Parsa Madinei1, Sana Shehabi, Miguel P Eckstein; 1University of California, Santa Barbara, 2University of California, Santa Barbara, 3University of California, Santa Barbara

Introduction: In everyday life, language specifying target features facilitates visual search (e.g., Wolfe & Horowitz, 2017). Here, we investigate how including features in language pre-cues improves target detection performance and guides eye movements in humans and a deep neural network-based foveated language-guided search model (FLGSM; Madinei & Eckstein, 2025).
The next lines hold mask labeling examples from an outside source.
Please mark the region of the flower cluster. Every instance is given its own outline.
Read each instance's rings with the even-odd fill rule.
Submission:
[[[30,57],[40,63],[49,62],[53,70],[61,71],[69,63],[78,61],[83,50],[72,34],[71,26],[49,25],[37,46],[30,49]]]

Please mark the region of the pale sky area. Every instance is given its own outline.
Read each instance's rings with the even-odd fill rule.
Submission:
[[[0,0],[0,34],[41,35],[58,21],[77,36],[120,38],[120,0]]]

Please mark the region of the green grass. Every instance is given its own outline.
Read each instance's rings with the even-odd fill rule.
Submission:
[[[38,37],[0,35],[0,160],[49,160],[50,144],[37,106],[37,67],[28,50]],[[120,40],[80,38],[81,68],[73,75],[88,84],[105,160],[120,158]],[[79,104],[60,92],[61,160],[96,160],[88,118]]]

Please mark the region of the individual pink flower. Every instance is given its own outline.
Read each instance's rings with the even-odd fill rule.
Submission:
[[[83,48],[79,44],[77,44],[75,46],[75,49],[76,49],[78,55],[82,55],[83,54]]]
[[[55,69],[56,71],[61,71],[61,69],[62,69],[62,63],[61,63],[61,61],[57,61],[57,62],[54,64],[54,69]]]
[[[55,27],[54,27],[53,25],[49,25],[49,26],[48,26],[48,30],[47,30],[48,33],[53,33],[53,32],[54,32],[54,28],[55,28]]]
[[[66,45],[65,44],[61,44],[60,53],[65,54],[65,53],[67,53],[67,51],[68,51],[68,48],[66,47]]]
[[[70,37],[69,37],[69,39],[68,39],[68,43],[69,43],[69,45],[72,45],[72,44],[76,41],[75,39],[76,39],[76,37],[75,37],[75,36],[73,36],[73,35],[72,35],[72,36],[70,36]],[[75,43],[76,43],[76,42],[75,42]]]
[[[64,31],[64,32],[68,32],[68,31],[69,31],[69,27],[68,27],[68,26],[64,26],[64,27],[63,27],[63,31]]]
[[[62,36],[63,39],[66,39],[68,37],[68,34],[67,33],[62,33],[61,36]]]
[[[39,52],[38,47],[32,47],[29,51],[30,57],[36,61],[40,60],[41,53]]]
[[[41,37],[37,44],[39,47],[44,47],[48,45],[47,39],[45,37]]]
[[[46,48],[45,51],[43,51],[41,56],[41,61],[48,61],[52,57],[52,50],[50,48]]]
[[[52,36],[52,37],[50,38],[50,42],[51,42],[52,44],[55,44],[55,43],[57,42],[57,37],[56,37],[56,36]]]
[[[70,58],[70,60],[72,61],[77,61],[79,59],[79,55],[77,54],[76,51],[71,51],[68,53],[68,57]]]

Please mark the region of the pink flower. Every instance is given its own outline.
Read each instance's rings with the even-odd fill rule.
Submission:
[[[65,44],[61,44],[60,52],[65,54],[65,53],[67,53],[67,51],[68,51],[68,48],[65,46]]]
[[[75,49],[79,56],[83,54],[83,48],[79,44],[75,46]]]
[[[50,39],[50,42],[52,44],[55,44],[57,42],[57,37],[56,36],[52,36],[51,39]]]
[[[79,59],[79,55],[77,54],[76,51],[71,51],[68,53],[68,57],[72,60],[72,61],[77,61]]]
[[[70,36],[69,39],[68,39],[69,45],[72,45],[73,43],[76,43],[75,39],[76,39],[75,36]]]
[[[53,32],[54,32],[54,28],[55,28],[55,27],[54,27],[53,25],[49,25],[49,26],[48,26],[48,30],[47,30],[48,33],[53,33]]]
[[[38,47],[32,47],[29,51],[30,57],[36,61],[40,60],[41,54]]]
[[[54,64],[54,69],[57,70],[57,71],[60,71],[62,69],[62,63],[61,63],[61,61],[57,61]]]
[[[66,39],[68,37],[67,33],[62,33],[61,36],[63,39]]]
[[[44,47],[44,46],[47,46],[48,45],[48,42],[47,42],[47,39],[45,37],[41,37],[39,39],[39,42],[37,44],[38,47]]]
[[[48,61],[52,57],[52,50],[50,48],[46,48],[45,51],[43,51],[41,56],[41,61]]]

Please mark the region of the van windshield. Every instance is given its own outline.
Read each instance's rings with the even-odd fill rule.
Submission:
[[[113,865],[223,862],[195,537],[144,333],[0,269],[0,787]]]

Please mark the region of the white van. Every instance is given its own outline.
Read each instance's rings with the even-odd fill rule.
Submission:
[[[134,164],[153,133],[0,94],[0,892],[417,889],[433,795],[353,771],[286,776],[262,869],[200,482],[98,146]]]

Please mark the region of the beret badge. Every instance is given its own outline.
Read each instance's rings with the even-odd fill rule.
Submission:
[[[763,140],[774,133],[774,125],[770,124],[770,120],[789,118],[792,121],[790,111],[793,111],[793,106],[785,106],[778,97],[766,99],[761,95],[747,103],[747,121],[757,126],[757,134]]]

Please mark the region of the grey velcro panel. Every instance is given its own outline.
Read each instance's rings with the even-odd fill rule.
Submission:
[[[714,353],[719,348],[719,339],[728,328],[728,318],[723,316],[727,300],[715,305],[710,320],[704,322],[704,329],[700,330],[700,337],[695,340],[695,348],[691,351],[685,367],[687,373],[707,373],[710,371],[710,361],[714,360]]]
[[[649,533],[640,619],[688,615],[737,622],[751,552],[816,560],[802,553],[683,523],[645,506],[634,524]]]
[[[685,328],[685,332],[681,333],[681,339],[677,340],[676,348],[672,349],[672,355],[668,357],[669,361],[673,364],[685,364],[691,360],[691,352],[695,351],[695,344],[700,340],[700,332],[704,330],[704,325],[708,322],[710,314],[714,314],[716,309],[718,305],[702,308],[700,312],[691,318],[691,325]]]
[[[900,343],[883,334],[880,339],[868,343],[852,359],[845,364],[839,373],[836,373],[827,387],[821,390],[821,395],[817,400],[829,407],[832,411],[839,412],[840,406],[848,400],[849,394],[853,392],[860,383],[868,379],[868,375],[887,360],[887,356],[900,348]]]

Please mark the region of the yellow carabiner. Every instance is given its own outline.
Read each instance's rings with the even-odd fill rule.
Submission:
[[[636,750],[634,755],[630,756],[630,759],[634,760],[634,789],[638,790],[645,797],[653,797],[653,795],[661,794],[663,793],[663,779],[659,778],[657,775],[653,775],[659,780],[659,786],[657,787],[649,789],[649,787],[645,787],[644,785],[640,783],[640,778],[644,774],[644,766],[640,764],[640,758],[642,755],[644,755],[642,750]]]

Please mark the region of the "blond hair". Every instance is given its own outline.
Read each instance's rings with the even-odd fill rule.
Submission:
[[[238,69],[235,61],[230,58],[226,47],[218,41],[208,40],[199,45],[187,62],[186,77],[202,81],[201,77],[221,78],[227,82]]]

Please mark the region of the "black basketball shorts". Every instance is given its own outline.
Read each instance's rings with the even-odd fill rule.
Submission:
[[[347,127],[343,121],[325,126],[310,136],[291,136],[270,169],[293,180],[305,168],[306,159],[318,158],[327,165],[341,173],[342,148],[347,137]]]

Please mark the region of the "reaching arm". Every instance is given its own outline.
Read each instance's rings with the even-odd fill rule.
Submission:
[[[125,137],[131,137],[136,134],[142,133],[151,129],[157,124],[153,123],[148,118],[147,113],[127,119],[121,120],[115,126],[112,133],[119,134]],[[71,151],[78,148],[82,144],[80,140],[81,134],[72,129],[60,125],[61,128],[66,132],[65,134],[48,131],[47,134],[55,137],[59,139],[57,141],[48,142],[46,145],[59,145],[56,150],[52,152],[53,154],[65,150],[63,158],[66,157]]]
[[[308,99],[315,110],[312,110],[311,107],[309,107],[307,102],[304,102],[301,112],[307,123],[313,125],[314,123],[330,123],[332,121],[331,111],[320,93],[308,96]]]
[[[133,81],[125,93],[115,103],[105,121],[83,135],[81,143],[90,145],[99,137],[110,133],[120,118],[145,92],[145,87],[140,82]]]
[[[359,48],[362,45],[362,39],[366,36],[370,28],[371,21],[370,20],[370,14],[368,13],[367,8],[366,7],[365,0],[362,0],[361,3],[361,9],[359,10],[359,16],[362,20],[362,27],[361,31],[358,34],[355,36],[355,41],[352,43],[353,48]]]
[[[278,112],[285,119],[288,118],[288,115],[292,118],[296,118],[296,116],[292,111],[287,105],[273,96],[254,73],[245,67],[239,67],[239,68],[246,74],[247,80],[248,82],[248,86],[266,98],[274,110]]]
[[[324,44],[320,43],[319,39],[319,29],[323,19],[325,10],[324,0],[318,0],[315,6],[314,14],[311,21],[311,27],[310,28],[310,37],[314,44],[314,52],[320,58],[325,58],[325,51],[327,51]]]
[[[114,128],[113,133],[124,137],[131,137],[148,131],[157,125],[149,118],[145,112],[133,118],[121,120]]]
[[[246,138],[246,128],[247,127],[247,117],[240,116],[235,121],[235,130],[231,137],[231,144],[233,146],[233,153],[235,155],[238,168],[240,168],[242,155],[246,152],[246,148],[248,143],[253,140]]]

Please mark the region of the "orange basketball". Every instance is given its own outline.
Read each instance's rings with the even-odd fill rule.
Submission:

Methods: We generated 30 images (15 target-present, 15 target-absent) using Gemini 3 Nano Banana Pro, each containing five objects of the same category varying along two feature dimensions: one with higher peripheral visibility/discriminability (HPV-feature, e.g., color, shape, orientation) and one with lower (LPV-feature, e.g., brand, text label, subtle feature). Language pre-cues used expressions referring to the target’s LPV-feature (e.g., "clock with time 5:54") or included its HPV-feature (e.g., "star-shaped clock with time 5:54"). Each human participant (N=6) completed a target search detection task (50% presence) using one of the language pre-cue types per image. FLGSM combined multi-modal transformers with foveated processing (Freeman & Simoncelli, 2011) and vision-language cross-attention heatmap fixation selection. FLGSM was evaluated on the same images presented to humans. Results: Human target detection improved significantly with linguistic cueing of target features visible in the periphery (Area under the ROC, AUC= 0.74 for LPV-feature vs. AUC= 0.89 for HPV-feature, p<0.01), and the distance of the closest fixation to the target decreased (3.0° for LPV-feature vs. 1.9° for HPV-feature, p<0.001). FLGSM showed similar patterns to humans: detection accuracy increased (AUC= 0.55 for LPV-feature vs AUC=0.75 for HPV-feature) and closest fixation distance decreased with HPV-features (2.4° vs. 3.1° for LPV-features). Conclusions: Our findings suggest that human feature-based linguistic search guidance can be accounted for by a model with visual-linguistic representations and the interaction between the visual features and foveated processing.